Contagem à beira do colapso

Cristiano "Baiano", de Contagem, MG
Prefeita em solenidade, mostra cartaz com a frase pacto pela vida. Ela usa máscara.
Divulgação

No dia 09 de janeiro, a prefeita de Contagem, Marília Campos (PT), lançou uma das suas primeiras medidas de governo, o “Pacto Pela Vida”, um acordo entre a prefeitura e os empresários da cidade sobre os protocolos sanitários de funcionamento das atividades econômicas. Apesar do nome pomposo, na prática são apenas definições das medidas de combate à pandemia no município, que incluem conscientização da população sobre a necessidade do distanciamento social, utilização de máscaras de proteção e medidas para conter a proliferação do vírus.

No decreto 004/2021 foram definidas as regras para o funcionamento das atividades comerciais e estabelecimentos. No decreto ficaram suspensas atividades de cinemas, teatros, circos, centros culturais, bibliotecas, parques, clubes, casas de show, eventos culturais, esportivos e de qualquer natureza com mais de 10 pessoas. O comércio, indústria, serviços, igrejas, shoppings foram autorizadas a funcionar com algumas regras. Restaurantes, bares, lanchonetes, padarias, trailers também tiveram definições de regras e horários de funcionamento. O bares e restaurantes, por exemplo, podem funcionar de quinta à domingo até às 23h, sendo permitido a venda e o consumo de bebidas alcoólicas no local. 

No dia 03 de março, a Prefeitura realizou a “Live: Pacto Pela Vida Continua” com a presença de Marília Campos, do secretário de Saúde, Fabrício Simões; do secretário de Desenvolvimento Econômico, René Vilela; do presidente da Câmara de Vereadores, Alex Chiode e de representantes dos empresários da cidades, através dos Presidentes do CDL, da CIEMG (Centro Industrial e Empresarial de Minas Gerais) e lideranças empresariais, comerciais, industriais e religiosas.

Nessa live, foi feita uma avaliação do combate à pandemia pelo “Pacto Pela Vida”, da situação da pandemia no município e das medidas que careciam de adequação.

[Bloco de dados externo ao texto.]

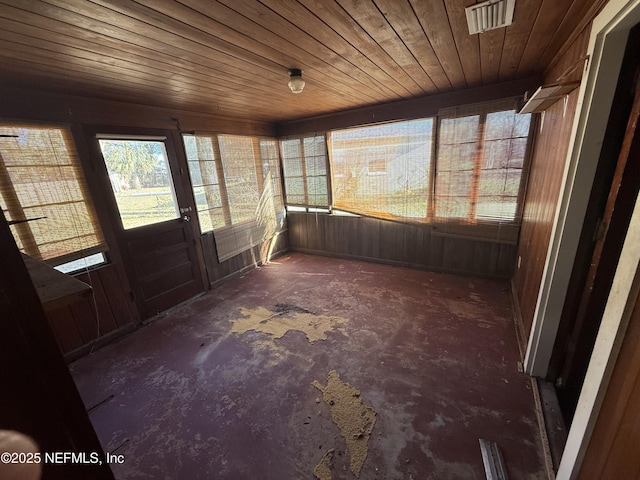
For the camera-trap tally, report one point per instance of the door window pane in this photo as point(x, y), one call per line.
point(141, 181)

Na live, foi unanimidade que o “pacto” até então tinha sido um sucesso, que o diálogo da prefeitura com os diversos setores do empresariado tinha sido muito importante, que o “pacto” foi determinante para impedir que as empresas quebrassem. Foi discutido também a necessidade de melhorar, que ainda havia problemas e faltavam muitas empresas aderirem. A todo momento se falava que a situação era grave e que seria necessário manter os protocolos sanitários, a politica de conscientização da população e a fiscalização, principalmente após a apresentação da situação da pandemia feita pelo secretário de saúde, com a previsão de piora para o mês de março. Tanto o secretário de saúde quanto a prefeita enfatizaram que a situação era grave, preocupante, mas estável e, por isso, poderiam continuar como estavam, com quase tudo funcionando.

No dia 08/03, ocorreu a reunião da Associação da Região Metropolitana de Belo Horizonte (Granbel).  Nessa reunião, foi discutido implementar uma onda “lilás” que seria intermediária entre vermelha e roxa. Com isso, no mesmo dia à noite, cinco dias depois da reunião que avaliou positivamente o “Pacto Pela Vida”, a prefeita fez uma coletiva de imprensa informando que no dia 09/03 teria um novo decreto com mais restrições, inclusive, com o fechamento da maior parte dos serviços não essenciais. Essa decisão foi tomada após análise dos índices da pandemia, como 93% de ocupação das UTI´s e uma taxa de positividade de 41% dos testes feitos na cidade. O secretário de saúde afirmou que os testes ainda não detectaram variações do vírus, mas que acreditavam que provavelmente já estavam circulando em Contagem, assim como constatado em Belo Horizonte e Betim.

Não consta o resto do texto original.